Fall 2020 brings a new semester at Kansas State, and a new look for the Alcohol and Sexual Assault Prevention program. The ASAP program was turned over to a new vendor — Get Inclusive: Voices for Change.

The program is a federally mandated requirement for colleges that issue student financial assistance.

“[The] contract with our previous vendors was ending, and the committee looking at new options liked the product Get Inclusive offered the best,” Laurel Moody, assistant dean in the Office of Student Life, said.

In previous years, the program was a requirement for all enrolled K-State students to complete annually. Due to recent changes in protocol, completion of the new program is only required during a student’s first semester at K-State.

For students under the age of 21, there is an alcohol and substance use module in addition to the consent module. For those over the age of 21, the consent module is the only one required.

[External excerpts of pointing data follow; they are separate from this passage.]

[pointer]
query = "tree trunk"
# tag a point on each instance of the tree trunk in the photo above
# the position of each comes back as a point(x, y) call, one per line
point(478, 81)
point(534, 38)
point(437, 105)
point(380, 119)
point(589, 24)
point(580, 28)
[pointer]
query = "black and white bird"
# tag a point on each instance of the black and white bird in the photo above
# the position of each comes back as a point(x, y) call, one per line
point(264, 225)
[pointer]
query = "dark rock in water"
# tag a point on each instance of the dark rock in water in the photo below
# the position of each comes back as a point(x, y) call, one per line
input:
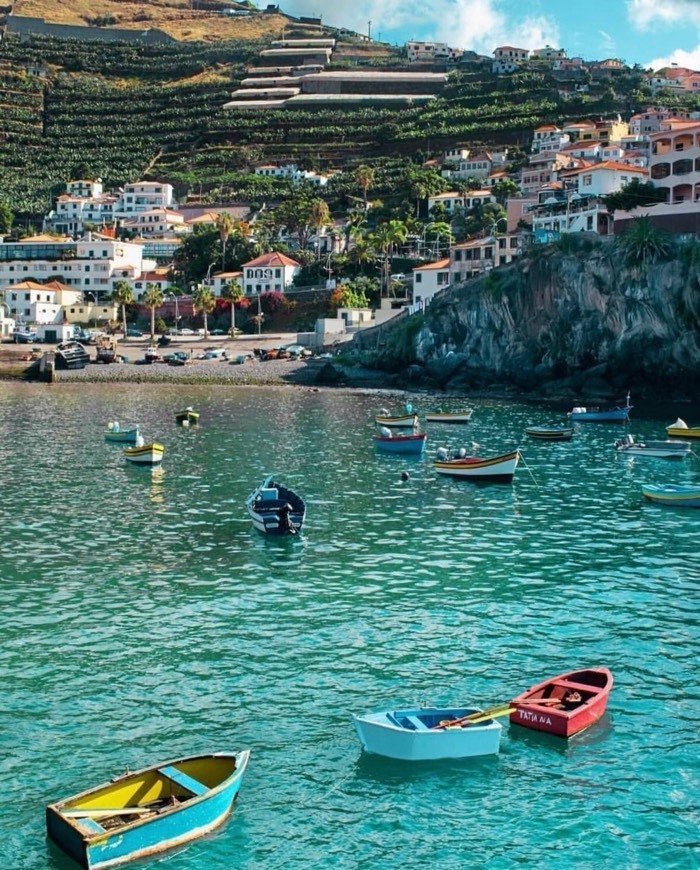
point(330, 376)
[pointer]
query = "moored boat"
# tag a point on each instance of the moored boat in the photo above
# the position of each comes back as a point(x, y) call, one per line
point(144, 454)
point(431, 733)
point(564, 705)
point(116, 435)
point(680, 429)
point(627, 446)
point(146, 812)
point(618, 414)
point(188, 417)
point(276, 509)
point(405, 444)
point(496, 468)
point(673, 495)
point(450, 417)
point(405, 421)
point(553, 433)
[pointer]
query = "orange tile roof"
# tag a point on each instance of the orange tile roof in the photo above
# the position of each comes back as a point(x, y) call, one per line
point(438, 264)
point(272, 259)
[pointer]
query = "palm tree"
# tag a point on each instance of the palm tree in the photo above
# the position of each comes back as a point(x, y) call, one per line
point(387, 236)
point(364, 176)
point(234, 293)
point(153, 298)
point(204, 302)
point(225, 224)
point(643, 244)
point(123, 295)
point(320, 217)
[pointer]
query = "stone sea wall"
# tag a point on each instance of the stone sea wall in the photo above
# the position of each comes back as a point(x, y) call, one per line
point(558, 325)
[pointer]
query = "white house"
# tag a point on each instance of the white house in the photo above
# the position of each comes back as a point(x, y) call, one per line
point(608, 177)
point(427, 280)
point(140, 196)
point(453, 200)
point(269, 272)
point(88, 265)
point(223, 279)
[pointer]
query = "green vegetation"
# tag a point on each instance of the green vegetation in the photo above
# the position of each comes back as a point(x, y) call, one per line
point(129, 110)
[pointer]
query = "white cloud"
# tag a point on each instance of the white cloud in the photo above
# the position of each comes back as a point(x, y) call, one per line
point(689, 59)
point(644, 14)
point(479, 25)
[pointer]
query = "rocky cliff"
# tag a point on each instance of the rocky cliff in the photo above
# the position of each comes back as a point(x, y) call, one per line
point(556, 324)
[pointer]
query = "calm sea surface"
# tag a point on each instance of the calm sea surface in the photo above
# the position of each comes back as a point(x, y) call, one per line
point(143, 619)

“The program is designed to educate students on the campus-wide policy surrounding identity and inclusion, consent and sexual violence, alcohol and other drugs and hazing and bullying,” Jessica Blasi, alcohol and other drug education director at Lafene Health Center, said. “With awareness and education, students can navigate how to respond to situations that may arise on campus and become familiar with resources that are available on campus.”

While the program cannot prevent every incident it seeks to address on campus, Paige Huggins, sophomore in elementary education, said, she hopes it will raise awareness about the issues.

“I think that the training teaches people at the moment, but unfortunately, cannot always prevent every incident,” Huggins said. “I hope that it will teach students about signs [of] alcohol poisoning, as well as bring awareness to sexual assault and how we can all make a difference to prevent it.”